高校を卒業してしばらくしてから、D君が中古で軽自動車を買った。それならバイクでなく車で旅に出かけようという事になった。
暑苦しくも、男4人が小さな3ドアの軽に乗り込んで那須1泊旅行に出かけたのだ。
そんな旅でもとても楽しく、日光から那須へ、温泉・宿・うまい料理、とても気持ち良く、いい時間を過せた。
帰りの道中、めずらしく高速も渋滞なく、スイスイと進んで行った。
予定よりもあまりに早く進んだので、最後のSAではゆっくりと休憩することにした。
余裕の気分でオレ達はSAを後にした。
ガラガラの高速を快調に飛ばしていくと、「料金所300M」の看板が見える。旅の終わりも、もうそこまで来ている。
ところが、料金所を抜けた所で大渋滞。もうウンともスンとも動かない。
それでもオレ達は平気だった。家も近い。楽しい会話が絶えることはなかった。
しっ、しかし、ドライバーのD君に不運が・・・・。トイレに行きたくなったのだ。
この先SAもないし、出口もまだまだ先だ。刻々と時が流れる。D君にはとても長く感じられただろう。しかし渋滞は解消されない。車は全然動かない・・・。

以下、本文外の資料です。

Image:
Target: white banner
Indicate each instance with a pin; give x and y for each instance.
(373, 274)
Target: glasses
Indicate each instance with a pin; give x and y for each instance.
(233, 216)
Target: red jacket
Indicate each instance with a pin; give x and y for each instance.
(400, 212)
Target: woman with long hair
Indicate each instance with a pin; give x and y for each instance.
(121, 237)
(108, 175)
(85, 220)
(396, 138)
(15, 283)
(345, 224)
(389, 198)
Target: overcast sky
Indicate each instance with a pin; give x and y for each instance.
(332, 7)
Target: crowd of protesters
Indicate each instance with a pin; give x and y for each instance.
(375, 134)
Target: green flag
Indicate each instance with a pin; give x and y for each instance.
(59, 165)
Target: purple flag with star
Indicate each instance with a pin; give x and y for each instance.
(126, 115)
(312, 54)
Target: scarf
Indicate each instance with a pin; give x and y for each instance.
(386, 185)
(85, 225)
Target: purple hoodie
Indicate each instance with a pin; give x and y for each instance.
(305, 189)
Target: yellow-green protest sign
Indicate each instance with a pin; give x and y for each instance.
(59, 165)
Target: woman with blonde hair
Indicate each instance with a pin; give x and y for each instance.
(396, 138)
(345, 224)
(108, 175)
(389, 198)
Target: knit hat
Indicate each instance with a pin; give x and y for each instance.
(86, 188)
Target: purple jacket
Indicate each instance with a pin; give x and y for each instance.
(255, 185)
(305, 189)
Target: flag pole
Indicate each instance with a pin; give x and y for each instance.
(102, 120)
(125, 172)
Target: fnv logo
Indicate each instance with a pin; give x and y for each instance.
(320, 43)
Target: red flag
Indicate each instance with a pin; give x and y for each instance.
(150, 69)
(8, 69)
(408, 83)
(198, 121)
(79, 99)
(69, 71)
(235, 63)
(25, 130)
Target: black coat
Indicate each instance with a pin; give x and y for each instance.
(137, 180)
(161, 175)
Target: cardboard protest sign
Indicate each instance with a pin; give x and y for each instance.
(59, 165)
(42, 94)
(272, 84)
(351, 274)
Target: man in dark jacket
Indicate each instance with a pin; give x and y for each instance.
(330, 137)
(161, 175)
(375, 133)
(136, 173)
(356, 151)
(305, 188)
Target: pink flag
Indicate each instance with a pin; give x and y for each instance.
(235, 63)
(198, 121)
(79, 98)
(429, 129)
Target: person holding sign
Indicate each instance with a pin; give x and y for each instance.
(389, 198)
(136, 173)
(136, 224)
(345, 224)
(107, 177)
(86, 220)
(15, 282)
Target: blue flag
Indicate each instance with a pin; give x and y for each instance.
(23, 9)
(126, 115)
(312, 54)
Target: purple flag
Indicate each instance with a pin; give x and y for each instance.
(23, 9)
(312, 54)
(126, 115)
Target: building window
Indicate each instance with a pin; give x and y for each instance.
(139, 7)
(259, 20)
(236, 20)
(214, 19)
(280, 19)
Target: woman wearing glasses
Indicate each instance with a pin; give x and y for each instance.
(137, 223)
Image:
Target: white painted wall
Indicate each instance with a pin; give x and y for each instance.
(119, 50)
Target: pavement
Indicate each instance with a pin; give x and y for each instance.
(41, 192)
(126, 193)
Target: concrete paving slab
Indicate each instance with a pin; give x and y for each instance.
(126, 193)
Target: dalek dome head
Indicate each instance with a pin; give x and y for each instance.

「もうっここでするっ。!」D君は、決心したっ。もう我慢の限界だった。
前の車が、少し進んだ瞬間、D君はハンドルを左に切り、路側帯の壁ギリギリに車を停めた。
周りの車の人達からは注目の的だったが、D君はおかまいなしに車から飛び出し、寄せすぎた壁と車の間に入り、隠れるように用をたしはじめた。
そんなD君の様子に爆笑する後部座席の2人の悪友。
瞬間!助手席のオレの悪魔が目を覚ましたっ。
運転席に滑りこみ、エンジン始動!ギアを1速に入れ、アクセル全開!
車を発進させたのだ。
動きはじめた車に、用をたしている途中のD君は慌てた。振り返るD君の目に写ったのは運転席にいるオレの姿・・・。
オレがD君を置き去りにするような奴だと十分にわかっていた。「コイツならやりかねない」と・・・。
路側帯を20mほど走らせたところで停めてあげた。高速道路を必死に走るD君。ズボンのチャックを上げながら、D君は戻って
きた。
「○☆△×っ!」
顔面真っ赤のD君。腹をかかえて笑う後部座席の悪友2人。
そして、渋滞の道を爆笑しながら進み、とりあえず旅は無事終わったのでした。